At the time of the documentary's initial release, the film critic for New York Times, Vincent Canby, praised both its content and structure in his April 18, 1969 review:
"Salesman", which opened yesterday at the 68th Street Playhouse, is a documentary feature about four door-to-door Bible salesmen who move horizontally through the capitalistic dream. It's such a fine, pure picture of a small section of American life that I can't imagine its ever seeming irrelevant, either as a social document or as one of the best examples of what's called cinema vérité or direct cinema... It is fact, photographed and recorded with extraordinarily mobile camera and sound equipment, and then edited and carefully shaped into a kind of cinematic mural of faces, words, motel rooms, parlors, kitchens, streets, television images, radio music—even weather.
 Documentary filmmaker James Blue once said of Albert Maysles that "his cinema is one in which ethics and aesthetics are interdependent, where beauty starts with honesty, where a cut or a change in camera angle can become not only a possible aesthetic error, but also a 'sin' against truth." Gene Siskel of the Chicago Tribune included Salesman on his list of the ten best films of 1970. In late 1970, however, Pauline Kael of The New Yorker expressed her problems with the film in her negative review of the Maysles' subsequent documentary Gimme Shelter. She insists in that same review that Salesman is not truly direct cinema and alleges that the production was "set up" and that its principal characters are effectively acting. Kael even accuses the Maysles of "recruit[ing] Paul Brennan, who was in the roofing and siding business, to play a bible salesman." In response, the Maysles threatened to sue The New Yorker for libel and rebutted Kael's claims in an open letter sent to the magazine. Since The New Yorkers policy at the time prohibited the publication of such correspondence, the letter did not appear in print until 1996, when it was included in the appendix to the anthology Imagining Reality: The Faber Book of Documentary. The letter, which is signed by all three of the film's credited directors, states in part:
Miss Kael seems to be implying that we, as filmmakers, are responsible for the events we film by suggesting that we set them up or helped to stage them. In referring to our previous film, Salesman, Miss Kael says "the Maysles brothers recruited Paul Brennan, who was in the roof-and-siding business, to play a Bible salesman." Paul Brennan had been selling Bibles for eight years prior to the making of our film and was selling Bibles when we met him. No actors were used in Salesman. The men were asked to simply go on doing what they normally did while we filmed. ...
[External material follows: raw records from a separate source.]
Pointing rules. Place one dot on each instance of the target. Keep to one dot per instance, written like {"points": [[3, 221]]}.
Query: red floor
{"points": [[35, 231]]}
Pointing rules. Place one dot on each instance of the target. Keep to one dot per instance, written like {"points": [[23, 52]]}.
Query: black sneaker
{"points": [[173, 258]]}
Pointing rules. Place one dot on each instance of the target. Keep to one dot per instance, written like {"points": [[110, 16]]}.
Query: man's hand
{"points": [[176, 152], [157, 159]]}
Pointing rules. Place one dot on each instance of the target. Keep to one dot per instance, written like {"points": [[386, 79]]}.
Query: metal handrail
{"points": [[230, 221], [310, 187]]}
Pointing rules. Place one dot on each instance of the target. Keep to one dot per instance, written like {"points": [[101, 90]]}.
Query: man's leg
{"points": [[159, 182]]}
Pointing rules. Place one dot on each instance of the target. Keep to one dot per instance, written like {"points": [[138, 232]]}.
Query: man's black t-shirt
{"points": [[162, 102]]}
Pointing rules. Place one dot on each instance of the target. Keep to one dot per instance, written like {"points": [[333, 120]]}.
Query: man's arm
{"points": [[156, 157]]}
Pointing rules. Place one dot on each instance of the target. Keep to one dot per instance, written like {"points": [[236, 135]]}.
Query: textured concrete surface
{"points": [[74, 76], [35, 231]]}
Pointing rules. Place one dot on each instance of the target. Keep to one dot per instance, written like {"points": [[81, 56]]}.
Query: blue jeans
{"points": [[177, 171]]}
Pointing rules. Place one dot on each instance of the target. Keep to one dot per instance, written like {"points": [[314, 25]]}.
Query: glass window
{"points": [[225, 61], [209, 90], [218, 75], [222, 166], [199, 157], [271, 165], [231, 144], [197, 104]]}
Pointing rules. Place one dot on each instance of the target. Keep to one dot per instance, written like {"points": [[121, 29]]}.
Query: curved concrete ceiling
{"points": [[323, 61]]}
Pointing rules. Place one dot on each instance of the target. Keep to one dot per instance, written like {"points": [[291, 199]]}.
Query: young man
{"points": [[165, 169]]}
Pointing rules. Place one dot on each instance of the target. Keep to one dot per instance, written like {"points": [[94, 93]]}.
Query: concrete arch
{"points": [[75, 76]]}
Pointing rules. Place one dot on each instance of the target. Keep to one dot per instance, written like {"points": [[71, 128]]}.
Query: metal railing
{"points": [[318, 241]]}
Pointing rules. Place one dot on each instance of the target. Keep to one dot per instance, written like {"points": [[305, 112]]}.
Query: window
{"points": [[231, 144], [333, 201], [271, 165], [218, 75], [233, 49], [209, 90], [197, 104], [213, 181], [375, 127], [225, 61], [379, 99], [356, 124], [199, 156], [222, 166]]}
We don't know where Miss Kael got her facts. We do know that her researcher phoned Paul Brennan, one of the Bible salesmen, and told him that The New Yorker was interested in doing an article about him. He made it quite clear to her that he was a Bible salesman and not a roof-and-siding salesman when we made the film about him. Aside from his own statement, this could easily have been checked out by contacting his employers, the Mid-American Bible Company.
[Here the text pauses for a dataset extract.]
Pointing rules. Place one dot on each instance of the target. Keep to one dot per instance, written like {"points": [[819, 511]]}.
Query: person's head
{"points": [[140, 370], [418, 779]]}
— Albert and David Maysles and Charlotte Zwerin

==Legacy==
In 1992, Salesman was selected for preservation in the United States National Film Registry by the Library of Congress as being "culturally, historically, or aesthetically significant." The film was preserved by the Academy Film Archive in 2018.

"Globesman" (2016) was a parody of Salesman in the fourth episode of the second season of Documentary Now!.